For months, both chambers have toiled with separate versions of legislation that combines a wide swath of tough-on-China measures put forward by lawmakers.
In June, the Senate passed the $250 billion USICA, which combined several bills into a 2,276 page China catchall. Eighteen Republicans and all 50 Democrats voted in favor of the bill.
The House version, on the other hand, has been plagued by months of stalled negotiations.
Last month, Mr. Schumer of New York and Mrs. Pelosi of California announced that the two chambers had begun the process of smoothing out differences between the two bills. They vowed to “deliver a final piece of legislation to the president’s desk as soon as possible.”
Few signs of progress have emerged as party leaders have had to scramble to avoid a government shutdown, raise the debt ceiling and move on Mr. Biden’s social welfare spending package before year-end.
Hashing out the differences between the two versions could take months.

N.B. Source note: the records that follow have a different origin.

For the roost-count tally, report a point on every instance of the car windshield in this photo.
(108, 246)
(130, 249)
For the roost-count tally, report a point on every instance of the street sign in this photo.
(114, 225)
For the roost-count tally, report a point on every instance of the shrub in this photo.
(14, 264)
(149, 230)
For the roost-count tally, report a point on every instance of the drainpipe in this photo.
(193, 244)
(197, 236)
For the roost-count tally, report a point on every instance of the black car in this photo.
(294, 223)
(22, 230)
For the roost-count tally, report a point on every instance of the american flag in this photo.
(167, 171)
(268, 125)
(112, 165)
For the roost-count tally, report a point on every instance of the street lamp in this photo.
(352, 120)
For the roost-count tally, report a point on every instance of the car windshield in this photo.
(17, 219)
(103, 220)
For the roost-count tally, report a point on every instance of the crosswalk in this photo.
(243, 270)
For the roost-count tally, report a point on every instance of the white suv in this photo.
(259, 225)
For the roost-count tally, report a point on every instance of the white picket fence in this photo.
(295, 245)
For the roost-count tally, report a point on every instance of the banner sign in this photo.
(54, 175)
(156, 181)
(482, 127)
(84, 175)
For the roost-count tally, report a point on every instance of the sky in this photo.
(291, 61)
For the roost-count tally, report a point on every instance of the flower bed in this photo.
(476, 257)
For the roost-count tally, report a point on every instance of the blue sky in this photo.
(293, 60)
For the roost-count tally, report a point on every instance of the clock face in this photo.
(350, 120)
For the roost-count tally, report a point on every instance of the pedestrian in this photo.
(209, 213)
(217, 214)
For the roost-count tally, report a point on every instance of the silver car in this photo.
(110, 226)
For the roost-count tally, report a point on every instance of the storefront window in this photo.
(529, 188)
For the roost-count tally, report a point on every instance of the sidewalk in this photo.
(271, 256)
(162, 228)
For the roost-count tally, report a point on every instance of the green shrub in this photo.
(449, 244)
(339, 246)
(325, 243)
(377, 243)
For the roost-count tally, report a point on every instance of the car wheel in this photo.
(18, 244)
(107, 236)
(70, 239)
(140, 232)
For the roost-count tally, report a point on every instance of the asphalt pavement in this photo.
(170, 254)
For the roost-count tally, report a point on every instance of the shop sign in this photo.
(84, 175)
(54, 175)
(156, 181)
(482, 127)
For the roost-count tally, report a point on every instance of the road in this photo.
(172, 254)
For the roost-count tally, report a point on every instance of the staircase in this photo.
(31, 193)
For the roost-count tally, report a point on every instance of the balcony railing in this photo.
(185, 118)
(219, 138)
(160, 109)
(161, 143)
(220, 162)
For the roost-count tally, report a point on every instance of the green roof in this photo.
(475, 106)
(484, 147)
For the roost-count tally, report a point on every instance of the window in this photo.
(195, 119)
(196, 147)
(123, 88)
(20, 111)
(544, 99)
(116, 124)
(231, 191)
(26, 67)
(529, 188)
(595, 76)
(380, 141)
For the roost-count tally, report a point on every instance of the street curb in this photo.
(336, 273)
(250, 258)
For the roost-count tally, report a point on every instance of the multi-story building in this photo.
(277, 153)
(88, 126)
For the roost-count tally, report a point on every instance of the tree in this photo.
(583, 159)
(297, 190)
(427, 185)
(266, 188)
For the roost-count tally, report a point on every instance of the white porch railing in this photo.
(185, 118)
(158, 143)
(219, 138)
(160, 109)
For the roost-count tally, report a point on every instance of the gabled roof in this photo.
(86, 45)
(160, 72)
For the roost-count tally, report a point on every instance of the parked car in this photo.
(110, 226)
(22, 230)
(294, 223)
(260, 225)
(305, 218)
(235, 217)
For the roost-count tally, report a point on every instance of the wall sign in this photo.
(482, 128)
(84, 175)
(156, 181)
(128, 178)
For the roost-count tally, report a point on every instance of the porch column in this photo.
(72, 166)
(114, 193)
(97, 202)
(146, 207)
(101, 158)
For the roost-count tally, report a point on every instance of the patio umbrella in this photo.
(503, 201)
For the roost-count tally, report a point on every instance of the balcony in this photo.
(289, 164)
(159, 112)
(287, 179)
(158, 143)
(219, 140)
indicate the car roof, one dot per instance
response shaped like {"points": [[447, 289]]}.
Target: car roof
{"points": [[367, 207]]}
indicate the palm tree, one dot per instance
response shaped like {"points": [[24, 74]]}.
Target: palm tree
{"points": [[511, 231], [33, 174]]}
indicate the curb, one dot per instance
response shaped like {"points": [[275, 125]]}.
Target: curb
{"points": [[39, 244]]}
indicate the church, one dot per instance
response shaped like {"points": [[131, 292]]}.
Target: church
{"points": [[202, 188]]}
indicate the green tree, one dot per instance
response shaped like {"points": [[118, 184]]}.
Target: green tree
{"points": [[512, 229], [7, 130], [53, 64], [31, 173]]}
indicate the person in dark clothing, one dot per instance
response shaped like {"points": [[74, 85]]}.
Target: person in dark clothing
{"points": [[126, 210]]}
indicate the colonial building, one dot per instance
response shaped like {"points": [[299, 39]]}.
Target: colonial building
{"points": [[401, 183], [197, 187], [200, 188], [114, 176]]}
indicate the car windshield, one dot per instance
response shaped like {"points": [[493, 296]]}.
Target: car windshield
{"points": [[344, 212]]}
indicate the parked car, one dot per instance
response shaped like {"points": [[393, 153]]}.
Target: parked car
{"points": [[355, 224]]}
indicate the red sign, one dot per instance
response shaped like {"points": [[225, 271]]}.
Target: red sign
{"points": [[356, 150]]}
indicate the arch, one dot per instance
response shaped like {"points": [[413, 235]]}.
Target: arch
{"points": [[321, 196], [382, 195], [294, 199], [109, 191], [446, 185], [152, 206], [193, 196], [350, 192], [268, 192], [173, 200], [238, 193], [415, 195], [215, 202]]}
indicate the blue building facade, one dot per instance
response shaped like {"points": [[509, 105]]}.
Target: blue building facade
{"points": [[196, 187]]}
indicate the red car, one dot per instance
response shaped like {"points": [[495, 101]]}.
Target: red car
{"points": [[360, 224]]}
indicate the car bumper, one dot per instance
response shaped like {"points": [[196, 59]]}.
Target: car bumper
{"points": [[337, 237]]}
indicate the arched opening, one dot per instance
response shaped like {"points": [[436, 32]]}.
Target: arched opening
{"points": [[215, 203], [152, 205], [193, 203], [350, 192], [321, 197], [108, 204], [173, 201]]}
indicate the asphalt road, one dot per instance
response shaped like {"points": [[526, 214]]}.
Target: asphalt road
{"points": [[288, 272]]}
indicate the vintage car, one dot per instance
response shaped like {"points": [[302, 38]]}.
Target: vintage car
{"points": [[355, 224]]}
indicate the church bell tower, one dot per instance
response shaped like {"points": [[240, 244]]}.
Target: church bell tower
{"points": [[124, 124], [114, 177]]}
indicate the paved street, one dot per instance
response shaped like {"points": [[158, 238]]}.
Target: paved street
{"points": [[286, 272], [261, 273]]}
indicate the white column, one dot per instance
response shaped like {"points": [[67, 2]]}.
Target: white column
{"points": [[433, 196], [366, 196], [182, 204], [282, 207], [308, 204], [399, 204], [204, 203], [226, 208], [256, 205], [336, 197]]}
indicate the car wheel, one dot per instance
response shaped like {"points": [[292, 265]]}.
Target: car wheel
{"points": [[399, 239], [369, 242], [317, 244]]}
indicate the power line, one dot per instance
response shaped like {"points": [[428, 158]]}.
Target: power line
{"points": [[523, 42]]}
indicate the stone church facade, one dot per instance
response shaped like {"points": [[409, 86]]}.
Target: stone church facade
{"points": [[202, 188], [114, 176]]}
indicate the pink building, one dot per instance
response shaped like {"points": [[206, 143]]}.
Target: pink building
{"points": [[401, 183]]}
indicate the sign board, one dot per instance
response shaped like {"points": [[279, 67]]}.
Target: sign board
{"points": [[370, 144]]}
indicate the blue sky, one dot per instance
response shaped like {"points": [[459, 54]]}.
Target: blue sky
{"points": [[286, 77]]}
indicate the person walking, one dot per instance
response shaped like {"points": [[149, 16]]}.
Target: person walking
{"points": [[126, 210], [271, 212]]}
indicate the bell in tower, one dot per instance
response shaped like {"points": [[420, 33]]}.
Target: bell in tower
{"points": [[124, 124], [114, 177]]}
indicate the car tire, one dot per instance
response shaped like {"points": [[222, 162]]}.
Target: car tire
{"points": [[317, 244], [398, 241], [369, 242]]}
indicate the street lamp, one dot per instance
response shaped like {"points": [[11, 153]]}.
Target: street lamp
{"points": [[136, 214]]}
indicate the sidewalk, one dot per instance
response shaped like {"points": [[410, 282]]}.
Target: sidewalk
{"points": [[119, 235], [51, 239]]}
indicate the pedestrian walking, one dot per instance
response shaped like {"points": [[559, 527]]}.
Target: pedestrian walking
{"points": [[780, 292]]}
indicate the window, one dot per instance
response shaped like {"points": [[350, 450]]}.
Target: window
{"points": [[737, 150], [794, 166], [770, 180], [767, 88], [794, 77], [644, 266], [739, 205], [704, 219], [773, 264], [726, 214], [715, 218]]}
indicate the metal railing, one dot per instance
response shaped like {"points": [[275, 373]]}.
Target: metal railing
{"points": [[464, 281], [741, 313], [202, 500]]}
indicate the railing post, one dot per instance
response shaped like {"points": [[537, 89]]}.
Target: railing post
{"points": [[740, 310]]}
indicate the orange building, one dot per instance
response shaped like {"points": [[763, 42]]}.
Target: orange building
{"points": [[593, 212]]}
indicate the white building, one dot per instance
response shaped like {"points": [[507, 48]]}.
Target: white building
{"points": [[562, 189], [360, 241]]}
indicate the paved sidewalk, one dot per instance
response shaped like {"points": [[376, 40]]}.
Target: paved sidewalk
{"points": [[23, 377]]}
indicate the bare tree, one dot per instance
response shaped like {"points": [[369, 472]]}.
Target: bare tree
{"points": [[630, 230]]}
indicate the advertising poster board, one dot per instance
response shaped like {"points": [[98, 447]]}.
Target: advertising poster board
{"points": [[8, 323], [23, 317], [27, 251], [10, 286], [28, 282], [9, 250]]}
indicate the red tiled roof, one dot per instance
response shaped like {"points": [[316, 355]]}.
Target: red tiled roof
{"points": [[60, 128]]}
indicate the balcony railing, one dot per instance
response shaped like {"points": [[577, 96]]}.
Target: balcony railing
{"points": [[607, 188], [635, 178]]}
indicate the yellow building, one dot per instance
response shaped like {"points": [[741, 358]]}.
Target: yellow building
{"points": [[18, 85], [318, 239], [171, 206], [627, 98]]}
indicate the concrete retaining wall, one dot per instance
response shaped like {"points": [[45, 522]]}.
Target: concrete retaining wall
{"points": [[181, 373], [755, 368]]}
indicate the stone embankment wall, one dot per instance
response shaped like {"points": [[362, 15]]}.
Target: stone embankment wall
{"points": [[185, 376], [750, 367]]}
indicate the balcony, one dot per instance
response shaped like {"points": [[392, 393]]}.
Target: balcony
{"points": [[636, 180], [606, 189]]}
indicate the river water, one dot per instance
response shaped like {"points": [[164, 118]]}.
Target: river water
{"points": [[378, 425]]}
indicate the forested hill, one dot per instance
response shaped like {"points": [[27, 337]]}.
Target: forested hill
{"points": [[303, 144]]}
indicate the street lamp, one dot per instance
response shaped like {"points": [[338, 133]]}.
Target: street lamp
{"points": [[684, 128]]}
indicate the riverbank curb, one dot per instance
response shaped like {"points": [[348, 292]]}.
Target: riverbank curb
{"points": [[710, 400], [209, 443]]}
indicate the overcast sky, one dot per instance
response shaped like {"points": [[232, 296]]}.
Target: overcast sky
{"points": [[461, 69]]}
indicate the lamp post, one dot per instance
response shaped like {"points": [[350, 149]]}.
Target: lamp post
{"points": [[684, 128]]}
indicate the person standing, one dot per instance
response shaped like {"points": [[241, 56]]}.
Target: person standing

Despite the stalled progress on the bills, Congress’ hard-line stance toward China has not gone unnoticed by Beijing. And any new legislation is sure to face an onslaught of pushback.
Last month, Reuters reported that officials from China’s embassy in Washington sent letters to U.S. executives and business groups pressuring them to lobby against bills being floated in Congress to boost U.S. competitiveness against China.
The letters warned that U.S. companies would lose market share in China should those bills become law.
The three bills that did pass both chambers in 2021 went after Chinese tech, bolstered U.S. military posture in the Pacific and restricted imports of products made with Chinese forced labor.
The House and Senate also approved some resolutions in 2021 that expressed the sense or opinion of one of the chambers but did not set policy or trigger government action.
The House passed two resolutions, one condemning the genocide against Uyghur Muslims and another condemning the Chinese Communist Party’s crackdown in Hong Kong. The Senate passed one resolution expressing the need to conduct a comprehensive investigation into the origins of COVID-19.